Installing Conda will enable you to create and remove python environments as you wish, therefore providing you with same functionality as virtualenv would.
In case of both distributions you would be able to create an isolated filesystem tree, where you can install and remove python packages (probably, with pip) as you wish. Which might come in handy if you want to have different versions of same library for different use cases or you just want to try some distribution and remove it afterwards conserving your disk space.
Differences:
License agreement. While virtualenv comes under most liberal MIT license, Conda uses 3 clause BSD license.
Conda provides you with their own package control system. This package control system often provides precompiled versions (for most popular systems) of popular non-python software, which can easy ones way getting some machine learning packages working. Namely you don’t have to compile optimized C/C++ code for you system. While it is a great relief for most of us, it might affect performance of such libraries.
Unlike virtualenv, Conda duplicating some system libraries at least on Linux system. This libraries can get out of sync leading to inconsistent behavior of your programs.
Verdict:
Conda is great and should be your default choice while starting your way with machine learning. It will save you some time messing with gcc and numerous packages.
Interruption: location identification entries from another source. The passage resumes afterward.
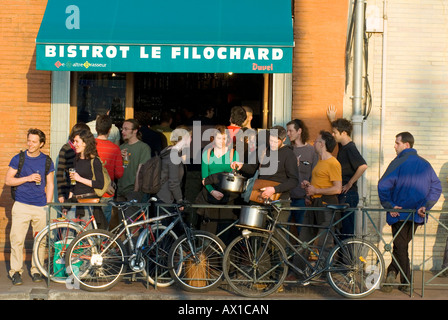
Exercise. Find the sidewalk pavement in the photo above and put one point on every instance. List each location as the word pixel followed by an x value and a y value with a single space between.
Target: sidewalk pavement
pixel 433 289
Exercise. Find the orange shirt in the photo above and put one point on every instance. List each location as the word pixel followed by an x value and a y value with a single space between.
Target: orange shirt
pixel 325 173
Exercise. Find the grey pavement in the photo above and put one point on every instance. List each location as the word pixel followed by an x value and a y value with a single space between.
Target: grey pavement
pixel 431 289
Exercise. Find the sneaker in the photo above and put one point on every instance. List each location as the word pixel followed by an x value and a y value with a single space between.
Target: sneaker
pixel 389 279
pixel 16 279
pixel 37 277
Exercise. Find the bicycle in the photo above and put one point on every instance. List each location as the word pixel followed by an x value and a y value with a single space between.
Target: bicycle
pixel 49 252
pixel 256 263
pixel 98 259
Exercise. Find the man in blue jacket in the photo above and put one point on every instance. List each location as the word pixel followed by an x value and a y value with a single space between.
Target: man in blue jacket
pixel 408 183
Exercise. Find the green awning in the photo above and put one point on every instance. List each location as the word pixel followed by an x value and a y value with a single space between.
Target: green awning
pixel 243 36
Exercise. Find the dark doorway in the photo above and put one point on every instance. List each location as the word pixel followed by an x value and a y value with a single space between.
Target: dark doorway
pixel 188 95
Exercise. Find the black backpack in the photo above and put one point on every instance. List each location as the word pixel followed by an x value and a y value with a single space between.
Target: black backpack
pixel 148 178
pixel 19 169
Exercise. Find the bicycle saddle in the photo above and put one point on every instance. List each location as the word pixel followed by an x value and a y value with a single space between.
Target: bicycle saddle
pixel 338 206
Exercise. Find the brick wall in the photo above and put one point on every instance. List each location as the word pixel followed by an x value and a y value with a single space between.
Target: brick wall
pixel 25 92
pixel 416 100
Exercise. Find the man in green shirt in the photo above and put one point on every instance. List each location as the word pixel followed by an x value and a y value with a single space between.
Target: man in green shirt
pixel 138 153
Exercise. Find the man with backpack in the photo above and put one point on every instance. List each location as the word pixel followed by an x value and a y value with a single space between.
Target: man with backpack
pixel 110 155
pixel 31 176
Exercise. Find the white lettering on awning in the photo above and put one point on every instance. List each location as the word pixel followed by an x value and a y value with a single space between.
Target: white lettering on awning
pixel 157 52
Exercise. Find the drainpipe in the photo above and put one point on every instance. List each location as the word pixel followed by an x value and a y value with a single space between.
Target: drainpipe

Yet, Conda does not replace virtualenv. It introduces some additional complexity which might not always be desired. It comes under different license. You might want to avoid using conda on a distributed environments or on HPC hardware.
I use both and (as of Jan, 2020) they have some superficial differences that lend themselves to different usages for me. By default Conda prefers to manage a list of environments for you in a central location, whereas virtualenv makes a folder in the current directory. The former (centralized) makes sense if you are e.g. doing machine learning and just have a couple of broad environments that you use across many projects and want to jump into them from anywhere. The latter (per project folder) makes sense if you are doing little one-off projects that have completely different sets of lib requirements that really belong more to the project itself.
The empty environment that Conda creates is about 122MB whereas the virtualenv’s is about 12MB, so that’s another reason you may prefer not to scatter Conda environments around everywhere.
Finally, another superficial indication that Conda prefers its centralized envs is that (again, by default) if you do create a Conda env in your own project folder and activate it the name prefix that appears in your shell is the (way too long) absolute path to the folder. You can fix that by giving it a name, but virtualenv does the right thing by default.
I expect this info to become stale rapidly as the two package managers vie for dominance, but these are the trade-offs as of today :)
I work in corporate, behind several firewall with machine on which I have no admin acces
In my limited experience with python (2 years) i have come across few libraries (JayDeBeApi,sasl) which when installing via pip threw C++ dependency errors
error: Microsoft Visual C++ 14.0 is required. Get it with “Microsoft Visual C++ Build Tools”: http://landinghub.visualstudio.com/visual-cpp-build-tools
these installed fine with conda, hence since those days i started working with conda env.
however it isnt easy to stop conda from installing dependency inside c.programfiles where i dont have write access.